April 10, 2019
The International Atomic Energy Agency (IAEA) is creating a reference biodosimetry/radiobiology laboratory. The lab will provide assistance with estimating absorbed radiation dose for exposed people in developing or third-world countries who do not have adequate resources. To get this project off the ground, in July 2018, the IAEA invited six experts from biodosimetry/radiobiology laboratories in Austria, Canada, Germany, Israel, Ukraine and the United States to its headquarters in Vienna, Austria, to participate in a consultancy meeting on the creation of the lab. Experts visited various IAEA laboratories at Seibersdorf, Austria, including the proposed space for the new lab.
Discussion and recommendations from the experts covered a wide range of topics, including facilities, organization of laboratory space and resources, choice of biodosimetric methods, quality assurance and control, data handling and patient records, personnel, certification and training, standard operating procedures and lab certification requirements.
Adayabalam Balajee, Ph.D., director of the Radiation Emergency Assistance Center/Training Site (REAC/TS) Cytogenetic Biodosimetry Laboratory (CBL), shared his experience in establishing robotic platforms for automated processing of a large number of samples for rapid individualized biodosimetry at the CBL he manages in Oak Ridge, Tenn. Balajee’s expertise was also useful in developing recommendations for the appropriate biodosimetric methods for the new lab to use in estimating the absorbed radiation dose of exposed individuals.

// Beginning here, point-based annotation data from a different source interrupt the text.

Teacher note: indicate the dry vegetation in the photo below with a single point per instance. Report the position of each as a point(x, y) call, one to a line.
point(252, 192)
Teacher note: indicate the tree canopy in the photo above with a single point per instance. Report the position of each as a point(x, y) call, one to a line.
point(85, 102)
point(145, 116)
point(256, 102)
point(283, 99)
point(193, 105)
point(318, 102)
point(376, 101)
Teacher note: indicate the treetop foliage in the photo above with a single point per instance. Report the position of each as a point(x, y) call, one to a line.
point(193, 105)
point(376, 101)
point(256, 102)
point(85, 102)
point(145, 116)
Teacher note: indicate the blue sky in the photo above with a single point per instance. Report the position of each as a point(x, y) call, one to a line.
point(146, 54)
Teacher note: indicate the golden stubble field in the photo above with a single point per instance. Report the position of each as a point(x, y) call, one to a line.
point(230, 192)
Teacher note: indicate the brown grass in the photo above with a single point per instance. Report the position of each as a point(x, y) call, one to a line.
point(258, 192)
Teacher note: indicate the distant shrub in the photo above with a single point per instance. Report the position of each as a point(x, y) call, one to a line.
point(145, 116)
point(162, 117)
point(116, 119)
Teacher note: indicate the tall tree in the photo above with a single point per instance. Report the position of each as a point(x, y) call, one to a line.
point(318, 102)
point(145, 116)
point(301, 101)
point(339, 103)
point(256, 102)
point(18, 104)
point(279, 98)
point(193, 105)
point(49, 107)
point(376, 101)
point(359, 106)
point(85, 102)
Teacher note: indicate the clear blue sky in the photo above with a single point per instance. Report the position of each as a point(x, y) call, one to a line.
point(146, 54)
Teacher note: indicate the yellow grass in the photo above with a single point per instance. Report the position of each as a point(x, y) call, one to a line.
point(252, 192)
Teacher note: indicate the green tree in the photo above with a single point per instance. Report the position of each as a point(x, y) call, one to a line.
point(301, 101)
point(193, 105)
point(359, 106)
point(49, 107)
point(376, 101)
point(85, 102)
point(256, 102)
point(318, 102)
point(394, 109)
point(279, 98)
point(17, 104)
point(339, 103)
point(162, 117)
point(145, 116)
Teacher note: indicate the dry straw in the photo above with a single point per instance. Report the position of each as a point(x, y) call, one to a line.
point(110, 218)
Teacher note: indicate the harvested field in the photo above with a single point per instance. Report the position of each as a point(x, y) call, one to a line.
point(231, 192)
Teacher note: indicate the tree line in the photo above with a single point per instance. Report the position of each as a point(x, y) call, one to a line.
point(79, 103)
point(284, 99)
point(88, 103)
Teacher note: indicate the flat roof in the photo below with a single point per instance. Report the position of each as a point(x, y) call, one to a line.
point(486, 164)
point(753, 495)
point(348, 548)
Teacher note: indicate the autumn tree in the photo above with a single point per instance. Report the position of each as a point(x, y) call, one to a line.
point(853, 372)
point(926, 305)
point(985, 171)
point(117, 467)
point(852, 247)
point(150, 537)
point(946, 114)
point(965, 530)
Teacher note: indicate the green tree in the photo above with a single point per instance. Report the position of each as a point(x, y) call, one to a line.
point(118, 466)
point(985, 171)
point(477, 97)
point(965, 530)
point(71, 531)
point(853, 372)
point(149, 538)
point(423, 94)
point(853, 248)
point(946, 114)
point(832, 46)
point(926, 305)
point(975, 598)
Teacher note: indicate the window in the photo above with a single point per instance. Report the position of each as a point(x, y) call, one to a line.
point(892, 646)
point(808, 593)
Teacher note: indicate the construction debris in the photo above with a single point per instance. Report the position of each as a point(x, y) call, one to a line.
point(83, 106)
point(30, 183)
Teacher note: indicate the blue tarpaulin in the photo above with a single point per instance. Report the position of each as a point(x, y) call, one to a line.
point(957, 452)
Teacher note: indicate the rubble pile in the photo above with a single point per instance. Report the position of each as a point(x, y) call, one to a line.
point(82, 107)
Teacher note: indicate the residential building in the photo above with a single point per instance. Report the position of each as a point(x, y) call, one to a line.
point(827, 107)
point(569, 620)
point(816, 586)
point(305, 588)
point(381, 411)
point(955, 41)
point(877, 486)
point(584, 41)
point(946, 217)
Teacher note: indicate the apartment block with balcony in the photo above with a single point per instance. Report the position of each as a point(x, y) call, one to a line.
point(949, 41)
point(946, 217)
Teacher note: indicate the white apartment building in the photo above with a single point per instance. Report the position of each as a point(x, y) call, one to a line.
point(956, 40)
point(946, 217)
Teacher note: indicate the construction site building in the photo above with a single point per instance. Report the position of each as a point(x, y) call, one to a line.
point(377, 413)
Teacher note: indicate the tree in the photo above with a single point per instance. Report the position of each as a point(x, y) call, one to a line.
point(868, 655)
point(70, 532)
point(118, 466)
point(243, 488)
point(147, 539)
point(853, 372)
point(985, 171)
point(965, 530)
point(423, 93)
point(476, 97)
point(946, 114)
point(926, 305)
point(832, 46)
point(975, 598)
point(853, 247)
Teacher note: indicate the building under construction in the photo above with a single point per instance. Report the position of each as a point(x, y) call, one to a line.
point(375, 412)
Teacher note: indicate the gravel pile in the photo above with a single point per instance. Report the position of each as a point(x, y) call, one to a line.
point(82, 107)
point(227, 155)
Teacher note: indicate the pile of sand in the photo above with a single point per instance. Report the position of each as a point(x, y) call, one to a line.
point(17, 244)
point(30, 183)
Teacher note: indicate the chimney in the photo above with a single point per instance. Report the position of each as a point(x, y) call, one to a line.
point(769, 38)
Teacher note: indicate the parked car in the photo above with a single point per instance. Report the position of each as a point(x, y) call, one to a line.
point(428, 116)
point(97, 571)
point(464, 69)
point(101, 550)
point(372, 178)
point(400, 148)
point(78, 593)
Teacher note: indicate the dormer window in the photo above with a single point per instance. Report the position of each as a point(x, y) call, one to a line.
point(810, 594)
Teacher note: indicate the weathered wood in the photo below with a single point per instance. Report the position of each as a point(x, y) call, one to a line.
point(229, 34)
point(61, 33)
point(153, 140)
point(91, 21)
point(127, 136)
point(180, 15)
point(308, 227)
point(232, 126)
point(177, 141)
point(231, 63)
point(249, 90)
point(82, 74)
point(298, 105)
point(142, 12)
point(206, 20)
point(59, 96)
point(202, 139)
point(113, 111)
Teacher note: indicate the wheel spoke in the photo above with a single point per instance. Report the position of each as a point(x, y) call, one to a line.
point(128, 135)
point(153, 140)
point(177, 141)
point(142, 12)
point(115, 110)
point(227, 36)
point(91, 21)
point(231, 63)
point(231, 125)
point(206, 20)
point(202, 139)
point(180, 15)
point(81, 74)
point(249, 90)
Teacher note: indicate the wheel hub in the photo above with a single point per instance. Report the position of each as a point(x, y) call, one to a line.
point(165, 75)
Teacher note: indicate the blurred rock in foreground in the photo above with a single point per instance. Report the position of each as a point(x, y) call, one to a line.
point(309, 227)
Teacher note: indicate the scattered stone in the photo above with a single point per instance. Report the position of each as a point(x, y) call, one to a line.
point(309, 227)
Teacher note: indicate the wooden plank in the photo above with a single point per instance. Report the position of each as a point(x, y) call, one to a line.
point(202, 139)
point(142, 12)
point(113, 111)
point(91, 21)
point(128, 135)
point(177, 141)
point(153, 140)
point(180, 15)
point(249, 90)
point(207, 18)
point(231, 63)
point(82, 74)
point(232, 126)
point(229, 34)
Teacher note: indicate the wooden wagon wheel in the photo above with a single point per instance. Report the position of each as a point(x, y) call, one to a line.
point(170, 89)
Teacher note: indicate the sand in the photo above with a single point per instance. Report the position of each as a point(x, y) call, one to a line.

Looking to the future, Balajee will continue to consult on the project, offering assistance and advice for the development and optimization of various cytogenetic biodosimetry assays in the lab. The REAC/TS CBL will collaborate closely with the new lab by sharing well-established standard operating procedures and transferring knowledge on high-throughput cytogenetic biodosimetry technologies. Balajee will also continue his work on developing a global network of cytogenetic biodosimetry laboratories for adequate response to the needs of radiological/nuclear mass casualty incidents anywhere in the world.
“I think the formation of the IAEA reference biodosimetry/radiobiology laboratory is going to play an instrumental role in creating a critical global network of cytogenetic biodosimetry laboratories that can effectively respond to large-scale radiological/nuclear emergencies,” said Balajee. The expected time frame for completion of the lab may be one to two years after the approval of funding.